MIDSUMMER NIGHT'S DREAM BRITTEN-PEARS OPERA SCHOOL COMPANY ALDEBURGH SE1

THERE'S one thing about Britten's A Midsummer Night's Dream on which most people seem to agree. It's a summer piece. The score is full of lush, dreamy sounds, the magic that of short, semi-twilit nights. A few bars, and imagination is already amid warm banks where the wild thyme blows.

But Robert James Carson's Aldeburgh production, with the Britten-Pears School Opera company, takes a different view. The stage is mostly sombre greys and blacks; foliage is bare and skeletal. The effect on the music is striking. Harp, harpsichord and celeste now sound sharp and cold - the aural equivalent of hoar frost and sudden thin drafts. With reduced strings (a necessity in the tiny Jubilee Hall pit), the beautiful opening to Act III loses a lot of its lushness. It's still beautiful, but the air is definitely chilly. And why not? Oberon has got his way - possession of the "changeling boy" - by means of a cruel trick on his wife, Tytania. And in this production we have now seen how coldly cruel he can be, silkily congratulating his familiar, Puck, one minute, then giving him the magical equivalent of a savage beating the next. William Towers' Oberon looks, and sounds the part - all sinister, frosty elegance. Dawn Hartley's Puck (a virtuoso performance throughout) registers the pain all too believably.

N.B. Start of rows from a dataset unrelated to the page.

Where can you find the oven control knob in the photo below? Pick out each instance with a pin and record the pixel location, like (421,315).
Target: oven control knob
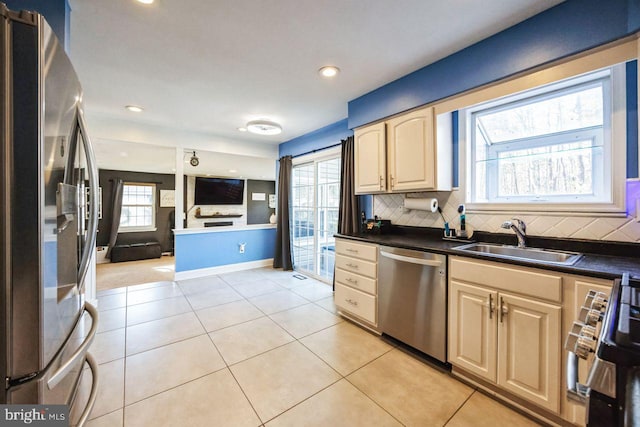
(589,316)
(596,300)
(581,340)
(584,346)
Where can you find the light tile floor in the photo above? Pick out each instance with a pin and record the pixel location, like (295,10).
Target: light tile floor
(262,348)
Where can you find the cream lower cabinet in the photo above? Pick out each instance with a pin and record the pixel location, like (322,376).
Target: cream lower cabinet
(508,339)
(356,281)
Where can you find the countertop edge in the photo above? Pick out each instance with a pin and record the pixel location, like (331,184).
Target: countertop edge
(589,265)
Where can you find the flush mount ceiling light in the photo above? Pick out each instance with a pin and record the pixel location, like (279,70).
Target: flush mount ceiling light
(134,108)
(194,161)
(329,71)
(264,127)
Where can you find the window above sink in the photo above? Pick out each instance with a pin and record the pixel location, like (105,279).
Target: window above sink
(559,147)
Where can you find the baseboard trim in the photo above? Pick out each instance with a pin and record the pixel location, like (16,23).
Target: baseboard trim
(229,268)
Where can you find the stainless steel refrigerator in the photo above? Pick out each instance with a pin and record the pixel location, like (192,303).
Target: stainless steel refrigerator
(48,225)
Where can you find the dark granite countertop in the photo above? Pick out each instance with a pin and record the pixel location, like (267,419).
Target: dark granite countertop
(607,260)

But while the background may be more of A Winter's Tale than a Summer's Dream, there's still plenty of comedy. There was something strangely touching about Timothy Mirfin's love-scene as Bottom with Heather Buck's Tytaniain Act II. The hand-on breast gag may be something of a cliche in comic opera, but Mirfin executed it superbly, like a long, slow overarm bowl.

Would Britten have approved? Probably not, but then, by most accounts, Britten could be remarkably prudish. He is said to have been displeased on one occasion by the sight of a couple of married friends holding hands in public. His art, on the other hand, has a life of its own - a life, which, on occasion, seems to have worried even its composer. The producer is to be congratulated for allowing the work of art to guide him, rather than stories about Britten. After all, if Britten wanted nothing but clean fun, fit for maiden aunts to see and hear, why did he choose Shakespeare? Certainly this was a great evening. Credit to conductor Michael Rosewall, and to Britten-Pears School Orchestra for their part in it, and to the mostly girl fairies - there's something else Britten wouldn't have liked. Perhaps an all-boy troupe would have had a purer sound, but in every other respect that's one Aldeburgh tradition that's well worth challenging.